Pero es larga materia, y merece número aparte.


IX.

Hacia ya tres meses que habia abierto Lombía el teatro de la Cruz, corregido y aumentado con un espacioso escenario y un nuevo telar que permitian poner en escena las obras que más aparato exigiesen; pero como dueño de su caballo, se habia apeado por las orejas, y no habia puesto más que obras, en las cuales como en El Cardenal y el judío, se habian gastado muchos dineros á cambio de algunos silbidos y del desden y la ausencia del público. Julian y Matilde con su compañía marchaban miéntras viento en popa, llevándose con justicia su favor y sus monedas al teatro del Príncipe. Lombía era un gracioso de buena ley y un característico de primer órden en especiales papeles; era uno de los actores más estudiosos y que más han hecho olvidar sus defectos físicos con el estudio y la observacion. Su figura era un poco informe por su ninguna esbeltez y flexibilidad; su fisonomía inmóvil, de poca expresion; y sus piernas un si es no es zambas; cualidades personales que, en lo gracioso y lo característico, le daban el sello especial del talento, pues se veia que luchando consigo mismo de sí mismo triunfaba; pero le hacian desmerecer en los papeles y con los trajes de galan, cuya categoría tenia afan de asaltar, saliéndose de la suya, en la cual algunas veces era una verdadera notabilidad: como en D. Frutos de El pelo de la dehesa, en el Garabito de La redoma encantada y en el exclaustrado D. Gabriel de Lo de arriba abajo. En tal empeño, y luchando desventajosamente con la competencia del Príncipe, llegó Lombía en el teatro de la Cruz á las fiestas de Navidad, habiendo agotado el bolsillo de Fagoaga y la paciencia del público.

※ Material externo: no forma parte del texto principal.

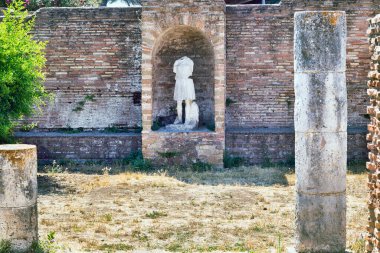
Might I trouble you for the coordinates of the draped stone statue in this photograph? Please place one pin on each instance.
(184, 91)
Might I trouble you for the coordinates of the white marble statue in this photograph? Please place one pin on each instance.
(184, 91)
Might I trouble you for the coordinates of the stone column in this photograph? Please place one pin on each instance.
(320, 118)
(18, 195)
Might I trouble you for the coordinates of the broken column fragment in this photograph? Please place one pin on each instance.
(18, 196)
(320, 120)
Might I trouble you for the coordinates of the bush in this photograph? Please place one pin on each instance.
(21, 63)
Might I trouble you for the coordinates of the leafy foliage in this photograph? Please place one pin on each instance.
(21, 68)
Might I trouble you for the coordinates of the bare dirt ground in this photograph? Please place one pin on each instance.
(249, 209)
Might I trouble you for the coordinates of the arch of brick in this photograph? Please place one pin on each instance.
(190, 28)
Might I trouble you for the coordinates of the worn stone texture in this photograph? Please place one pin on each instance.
(18, 176)
(186, 147)
(325, 229)
(93, 67)
(320, 159)
(325, 98)
(259, 66)
(260, 145)
(19, 226)
(373, 165)
(315, 52)
(18, 195)
(320, 144)
(171, 30)
(83, 146)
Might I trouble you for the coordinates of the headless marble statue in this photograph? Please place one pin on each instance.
(184, 91)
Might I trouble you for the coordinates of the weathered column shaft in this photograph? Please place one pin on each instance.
(320, 120)
(18, 195)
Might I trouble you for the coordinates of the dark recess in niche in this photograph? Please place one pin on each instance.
(137, 98)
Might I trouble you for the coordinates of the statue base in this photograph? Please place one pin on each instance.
(181, 127)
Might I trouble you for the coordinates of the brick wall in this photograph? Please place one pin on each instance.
(260, 61)
(94, 58)
(373, 166)
(93, 67)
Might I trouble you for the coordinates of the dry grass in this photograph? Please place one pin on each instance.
(247, 209)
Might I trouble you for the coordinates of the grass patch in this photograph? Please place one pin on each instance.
(201, 167)
(230, 161)
(115, 247)
(155, 214)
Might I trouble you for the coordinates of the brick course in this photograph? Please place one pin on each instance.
(97, 52)
(373, 166)
(92, 53)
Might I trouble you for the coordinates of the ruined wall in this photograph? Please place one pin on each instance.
(94, 58)
(260, 76)
(260, 61)
(93, 67)
(373, 240)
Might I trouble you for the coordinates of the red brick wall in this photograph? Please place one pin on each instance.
(97, 52)
(260, 61)
(93, 52)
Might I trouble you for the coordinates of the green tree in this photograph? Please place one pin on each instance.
(22, 61)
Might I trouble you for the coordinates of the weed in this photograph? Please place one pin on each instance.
(358, 246)
(106, 170)
(229, 102)
(107, 217)
(279, 246)
(28, 127)
(232, 161)
(156, 125)
(174, 247)
(5, 246)
(45, 246)
(267, 163)
(211, 126)
(54, 168)
(155, 214)
(115, 247)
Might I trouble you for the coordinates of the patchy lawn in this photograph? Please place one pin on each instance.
(244, 209)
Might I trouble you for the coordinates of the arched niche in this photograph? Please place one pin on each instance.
(175, 43)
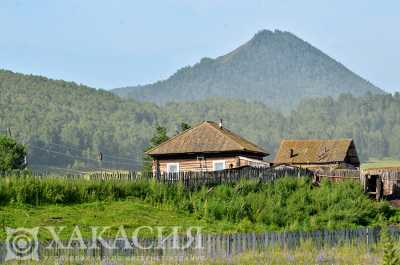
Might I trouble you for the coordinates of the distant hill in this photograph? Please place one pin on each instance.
(65, 124)
(276, 68)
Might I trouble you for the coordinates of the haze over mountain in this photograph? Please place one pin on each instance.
(276, 68)
(66, 125)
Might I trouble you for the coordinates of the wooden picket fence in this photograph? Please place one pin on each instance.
(187, 179)
(207, 245)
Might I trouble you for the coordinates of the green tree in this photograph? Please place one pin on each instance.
(158, 138)
(12, 154)
(390, 256)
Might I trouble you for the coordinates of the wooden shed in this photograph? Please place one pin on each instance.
(207, 146)
(385, 181)
(318, 154)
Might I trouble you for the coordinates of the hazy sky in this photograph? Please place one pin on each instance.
(113, 43)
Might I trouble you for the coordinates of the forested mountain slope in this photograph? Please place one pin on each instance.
(276, 68)
(66, 125)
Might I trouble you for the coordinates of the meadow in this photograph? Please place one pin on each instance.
(306, 254)
(289, 204)
(381, 163)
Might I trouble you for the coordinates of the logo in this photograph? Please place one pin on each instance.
(22, 244)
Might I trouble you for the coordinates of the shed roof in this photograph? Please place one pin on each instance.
(317, 152)
(206, 137)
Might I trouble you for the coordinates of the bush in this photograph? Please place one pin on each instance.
(288, 203)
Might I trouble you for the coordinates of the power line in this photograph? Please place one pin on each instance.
(77, 157)
(113, 159)
(105, 155)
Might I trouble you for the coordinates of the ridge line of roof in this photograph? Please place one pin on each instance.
(173, 137)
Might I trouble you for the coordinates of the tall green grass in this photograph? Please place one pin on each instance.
(288, 203)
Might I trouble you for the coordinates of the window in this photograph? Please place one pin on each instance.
(172, 167)
(218, 165)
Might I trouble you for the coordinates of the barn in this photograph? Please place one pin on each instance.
(318, 154)
(207, 146)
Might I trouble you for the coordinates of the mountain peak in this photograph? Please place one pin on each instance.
(274, 67)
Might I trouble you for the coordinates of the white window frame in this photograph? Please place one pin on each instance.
(217, 162)
(172, 164)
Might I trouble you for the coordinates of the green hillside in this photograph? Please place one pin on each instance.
(276, 68)
(66, 125)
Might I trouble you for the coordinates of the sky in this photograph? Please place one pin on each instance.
(116, 43)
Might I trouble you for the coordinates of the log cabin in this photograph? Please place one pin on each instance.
(207, 146)
(318, 154)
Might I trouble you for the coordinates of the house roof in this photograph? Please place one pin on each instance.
(206, 137)
(317, 152)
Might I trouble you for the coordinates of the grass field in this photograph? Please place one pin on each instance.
(130, 213)
(304, 255)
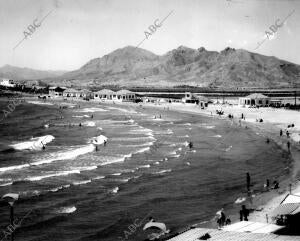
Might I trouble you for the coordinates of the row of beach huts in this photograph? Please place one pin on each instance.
(104, 94)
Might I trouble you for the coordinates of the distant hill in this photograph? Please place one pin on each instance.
(230, 68)
(17, 73)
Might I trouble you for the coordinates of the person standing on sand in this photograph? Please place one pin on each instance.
(248, 181)
(244, 213)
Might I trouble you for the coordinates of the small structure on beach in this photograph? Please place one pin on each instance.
(7, 83)
(222, 235)
(71, 93)
(195, 99)
(56, 91)
(288, 213)
(255, 99)
(126, 95)
(86, 94)
(105, 94)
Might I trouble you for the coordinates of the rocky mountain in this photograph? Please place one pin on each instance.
(17, 73)
(130, 66)
(229, 68)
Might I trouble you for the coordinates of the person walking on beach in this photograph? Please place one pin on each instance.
(288, 146)
(244, 213)
(248, 181)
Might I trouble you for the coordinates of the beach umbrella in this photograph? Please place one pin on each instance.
(11, 198)
(152, 225)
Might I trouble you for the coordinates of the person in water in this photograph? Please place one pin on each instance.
(248, 181)
(244, 213)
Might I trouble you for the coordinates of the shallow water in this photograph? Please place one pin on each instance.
(75, 192)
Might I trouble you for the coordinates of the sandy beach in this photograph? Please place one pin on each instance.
(274, 120)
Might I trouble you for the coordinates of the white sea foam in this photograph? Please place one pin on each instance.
(98, 177)
(163, 171)
(81, 116)
(76, 183)
(144, 166)
(6, 184)
(70, 209)
(228, 148)
(142, 150)
(35, 143)
(98, 140)
(89, 123)
(115, 190)
(65, 155)
(38, 178)
(38, 102)
(116, 174)
(4, 169)
(240, 200)
(92, 109)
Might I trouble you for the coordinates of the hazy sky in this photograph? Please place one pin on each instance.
(79, 30)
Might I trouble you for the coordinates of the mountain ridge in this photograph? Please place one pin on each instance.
(229, 68)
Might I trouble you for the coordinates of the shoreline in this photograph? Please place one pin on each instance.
(263, 202)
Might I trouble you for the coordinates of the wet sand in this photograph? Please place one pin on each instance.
(264, 202)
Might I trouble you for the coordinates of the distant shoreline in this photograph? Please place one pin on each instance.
(267, 200)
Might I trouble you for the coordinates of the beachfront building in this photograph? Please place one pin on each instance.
(126, 95)
(105, 94)
(56, 91)
(71, 93)
(288, 213)
(7, 83)
(255, 99)
(195, 99)
(85, 94)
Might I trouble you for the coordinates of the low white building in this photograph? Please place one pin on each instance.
(121, 95)
(56, 91)
(195, 99)
(7, 83)
(255, 99)
(105, 94)
(126, 95)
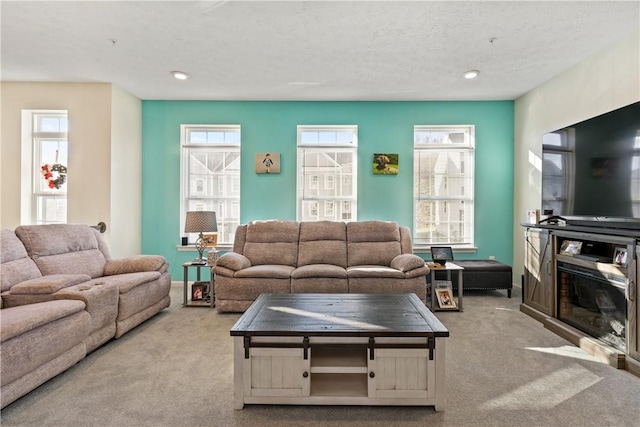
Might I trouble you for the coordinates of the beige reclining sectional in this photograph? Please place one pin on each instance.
(63, 296)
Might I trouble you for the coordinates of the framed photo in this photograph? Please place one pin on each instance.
(197, 292)
(620, 256)
(266, 162)
(570, 247)
(445, 298)
(210, 240)
(385, 164)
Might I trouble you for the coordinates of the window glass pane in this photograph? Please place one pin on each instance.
(443, 185)
(211, 179)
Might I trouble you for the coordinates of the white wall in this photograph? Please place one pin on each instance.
(95, 111)
(604, 82)
(126, 173)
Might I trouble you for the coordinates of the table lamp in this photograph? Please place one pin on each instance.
(200, 222)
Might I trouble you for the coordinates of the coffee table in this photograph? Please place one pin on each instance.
(339, 349)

Cárlos Latorre y la parte de la compañía que en su género sério le secundaba, apenas habia trabajado en unos cuantos dramas viejos, de los cuales estaba ya el público hastiado; y si la obra que en Navidad se estrenara no sacaba á flote la nave de la Cruz del bajío en que Lombía la habia hecho encallar, tenia las noventa y nueve contra las ciento de naufragar ántes de Reyes. Todos los autores de alguna reputacion estaban con Romea: excepto yo, que tenia señalados, pero no los cobraba, mil quinientos reales mensuales por no escribir para el Príncipe, y la obligacion de presentar un drama en Setiembre y otro en Enero. El 21 de Setiembre habia presentado la Segunda parte del Zapatero y el Rey: llegó, empero, el 23 de Diciembre, y se puso en escena, con grandes esperanzas, una Degollacion de los inocentes, arreglada del francés, y en la cual hacía Lombía el papel del rey Herodes. Fagoaga habia consentido en suplir gastos y abonar sueldos hasta la primera representacion de Noche-buena; pero los inocentes fueron degollados en silencio en el acto segundo, en medio de cuya degollina se presentó Lombía con el flotante manto y el tradicional timbal de macarrones en la cabeza, con el que solian representar á Herodes los pintores y escultores de imaginería de la Edad Media; y el drama continuó arrastrándose penosamente hasta su final entre los aplausos de los amigos de la empresa, á quienes nos interesaba su porvenir, y la hilaridad del público de Noche-buena, que tomó en chunga á Herodes y á sus niños descabezados.